En réalité, cet épisode fait plutôt figure d'exception tant, tout au long de la semaine, la convergence idéologique entre le FN et LR a sauté aux yeux. À ce titre, l'examen des trois premiers articles du projet de loi, qui visaient à faciliter les réunifications familiales et mieux protéger et intégrer les réfugiés, a été révélateur. Les deux-tiers de l'hémicycle, de la France Insoumise jusqu'à Agir, se sont opposés à l'autre tiers, de droite et d'extrême droite.
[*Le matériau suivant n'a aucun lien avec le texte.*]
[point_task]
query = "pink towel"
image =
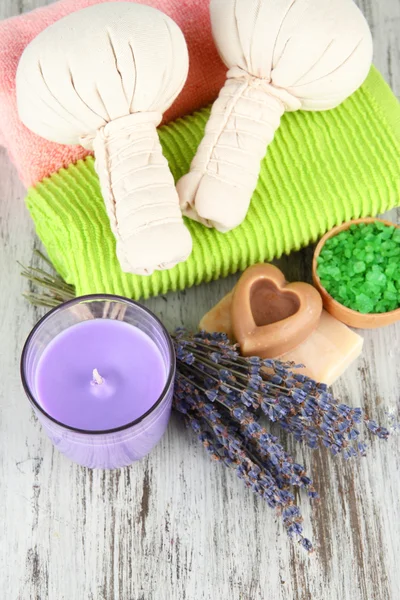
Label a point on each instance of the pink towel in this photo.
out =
(36, 158)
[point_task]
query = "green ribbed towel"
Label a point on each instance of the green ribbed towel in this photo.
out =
(321, 169)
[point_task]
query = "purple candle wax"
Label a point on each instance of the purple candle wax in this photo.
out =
(100, 374)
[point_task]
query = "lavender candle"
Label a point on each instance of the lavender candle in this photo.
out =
(99, 372)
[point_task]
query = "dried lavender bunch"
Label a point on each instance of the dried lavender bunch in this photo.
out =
(222, 396)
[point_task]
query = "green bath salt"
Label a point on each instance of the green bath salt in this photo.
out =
(360, 267)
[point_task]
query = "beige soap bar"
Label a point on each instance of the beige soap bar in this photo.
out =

Par ailleurs, les termes autrefois réservés au Front national ont fait leur chemin jusqu'aux bouches Républicaines. Guillaume Larrivé ou Eric Ciotti ont ainsi parlé sans complexe de "chaos migratoire", de "plafond migratoire annuel" ou encore de "submersion". Au-delà des mots, les amendements des uns et des autres ont aussi, régulièrement, été identiques. "Si je veux prouver qu'il y a concubinage entre droite et extrême droite, je peux le faire", a ainsi ironisé l'Insoumis Ugo Bernalicis, qui a pointé toute la semaine une "lepénisation des esprits". "Il suffit de regarder les amendements déposés." Le député LREM de Gironde, Florent Boudié, s'est quant à lui demandé si "Les Républicains sont devenus d'extrême droite". "Nous avons ce soir la réponse. Vous êtes à l'unisson idéologique."